Things to consider when using Site Recovery

Azure Site Recovery provides a simple BCDR solution with management support from the Azure portal. Set up and manage replication, fail over, and failback for your virtual machines from a single location.

Let's review some of the many capabilities of Azure Site Recovery.

Feature Description
Replicate Azure virtual machines Set up disaster recovery of your Azure virtual machines, and fail over from a primary region to a secondary region.
Replicate on-premises virtual machines Replicate your on-premises virtual machines and physical servers to Azure, or to a secondary on-premises datacenter.
Replicate workloads Replicate any workload running on supported Azure virtual machines, on-premises Hyper-V and VMware virtual machines, and Windows or Linux physical servers.
Automate BCDR tasks Automate your BCDR tasks and further reduce your recovery time objective. You can use Azure Site Recovery to set up automatic periodic test failovers, and monitor the overall effectiveness of the recovery process.
Maintain data resilience Orchestrate replication without intercepting app data by using Azure Site Recovery. When failover occurs, Azure virtual machines are created based on the replicated data. When you replicate to Azure, data is stored in Azure Storage, and you gain the resilience provided by that service.
Meet RTO and RPO targets Keep the RTO and RPO goals within the defined organizational limits. Azure Site Recovery provides continuous replication for Azure virtual machines and VMware virtual machines, and replication frequency as low as 30 seconds for Hyper-V.
Maintain consistent apps after failover By using app-consistent snapshots, you can replicate from specific recovery points. These snapshots capture disk data, data in memory, and all in process transactions.
Test without disruption Run disaster recovery tests without affecting ongoing replication.
Run flexible failovers Execute planned failovers for expected outages with no data loss. Run unplanned failovers with minimal data loss, and fail back to your primary site when it's available again.
Customize recovery plans Create recovery plans so you can customize and sequence the failover and recovery of your multi-tier apps running on multiple virtual machines. Group virtual machines together in a recovery plan, and add scripts and manual actions as needed. Integrate recovery plans with Azure Automation runbooks.
Integrate with BCDR technologies Integrate Azure Site Recovery with other BCDR technologies. Use Site Recovery to protect the SQL Server backend of your corporate workloads. Because of its native support for SQL Server AlwaysOn, you can manage the failover of availability groups.
Access Azure Automation integration Download from the Azure Automation library and integrate app-specific scripts with Azure Site Recovery.
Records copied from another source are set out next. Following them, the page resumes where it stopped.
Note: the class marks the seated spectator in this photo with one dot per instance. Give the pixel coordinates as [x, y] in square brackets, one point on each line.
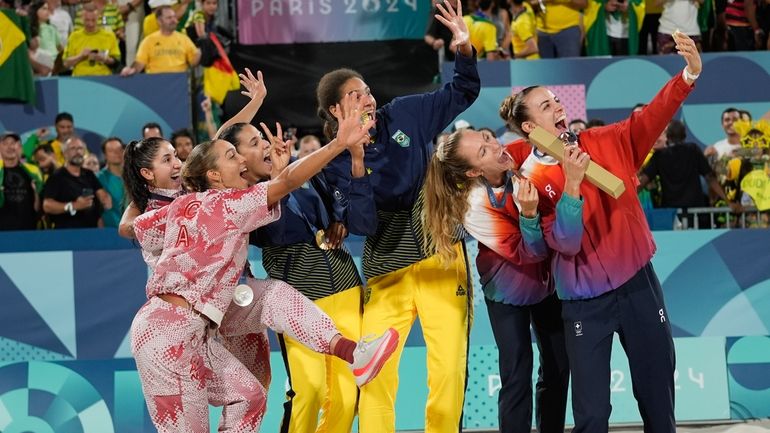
[438, 36]
[182, 10]
[111, 179]
[20, 184]
[524, 31]
[483, 33]
[576, 126]
[91, 162]
[732, 141]
[65, 128]
[745, 115]
[45, 159]
[679, 15]
[133, 16]
[46, 43]
[743, 30]
[307, 145]
[166, 50]
[109, 15]
[93, 49]
[152, 129]
[60, 19]
[648, 34]
[183, 142]
[73, 196]
[679, 167]
[559, 27]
Use Azure Site Recovery with Azure Backup

Let's examine how you can implement Azure Site Recovery with Azure Backup for a BCDR solution.
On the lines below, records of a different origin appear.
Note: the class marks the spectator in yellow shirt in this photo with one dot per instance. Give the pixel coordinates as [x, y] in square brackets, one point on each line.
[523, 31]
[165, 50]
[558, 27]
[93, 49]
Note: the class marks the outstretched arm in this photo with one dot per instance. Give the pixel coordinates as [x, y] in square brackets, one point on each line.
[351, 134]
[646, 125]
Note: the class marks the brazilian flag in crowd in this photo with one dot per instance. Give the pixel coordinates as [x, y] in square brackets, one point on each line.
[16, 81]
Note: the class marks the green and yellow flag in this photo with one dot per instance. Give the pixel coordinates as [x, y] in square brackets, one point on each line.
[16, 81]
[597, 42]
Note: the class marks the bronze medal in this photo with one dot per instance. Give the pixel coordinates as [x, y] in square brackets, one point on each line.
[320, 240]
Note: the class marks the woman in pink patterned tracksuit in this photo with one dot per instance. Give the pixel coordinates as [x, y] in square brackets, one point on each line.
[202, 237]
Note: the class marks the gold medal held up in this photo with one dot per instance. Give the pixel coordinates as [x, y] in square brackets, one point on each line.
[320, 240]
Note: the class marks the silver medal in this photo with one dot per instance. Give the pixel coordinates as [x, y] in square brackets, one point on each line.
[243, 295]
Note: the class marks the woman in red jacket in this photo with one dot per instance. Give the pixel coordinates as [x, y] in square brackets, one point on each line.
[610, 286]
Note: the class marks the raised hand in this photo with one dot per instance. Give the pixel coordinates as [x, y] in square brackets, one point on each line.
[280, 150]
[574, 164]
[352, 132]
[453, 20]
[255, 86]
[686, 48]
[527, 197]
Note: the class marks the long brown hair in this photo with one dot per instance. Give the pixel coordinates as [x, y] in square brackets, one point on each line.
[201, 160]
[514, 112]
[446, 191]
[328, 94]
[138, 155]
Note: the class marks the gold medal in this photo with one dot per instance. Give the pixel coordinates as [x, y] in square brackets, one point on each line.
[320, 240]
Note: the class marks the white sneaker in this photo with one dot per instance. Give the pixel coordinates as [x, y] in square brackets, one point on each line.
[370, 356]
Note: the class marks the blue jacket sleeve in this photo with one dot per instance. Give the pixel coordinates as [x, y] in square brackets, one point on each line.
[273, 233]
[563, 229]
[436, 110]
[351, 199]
Suppose you have an on-premises environment with a Hyper-V host server for hosting virtual machines. You want to back up all the files and folders in your virtual machine to Azure. You also want to protect any workloads running on your virtual machine and keep them running if the virtual machine fails. Azure Backup and Site Recovery can be used together in a single solution.

Diagram that shows a BCDR solution with Azure Site Recovery and Azure Backup.
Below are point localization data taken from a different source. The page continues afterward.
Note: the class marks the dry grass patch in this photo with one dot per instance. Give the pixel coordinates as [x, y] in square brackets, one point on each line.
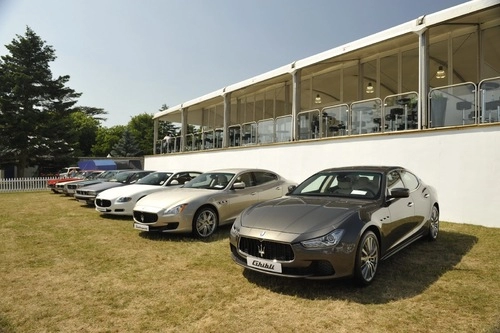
[65, 268]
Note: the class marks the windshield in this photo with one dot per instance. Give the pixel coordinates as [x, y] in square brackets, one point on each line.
[155, 178]
[107, 174]
[120, 177]
[350, 184]
[211, 180]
In this scenario, Azure Backup periodically backs up the files and folders on your Windows machine to Azure. This process ensures they data is secure and retrievable even if the whole on-premises environment stops functioning. Separately, Azure Site Recovery is used to protect your running workloads and keep them running. Because Site Recovery can replicate frequently, the RTO for your workloads can be reduced.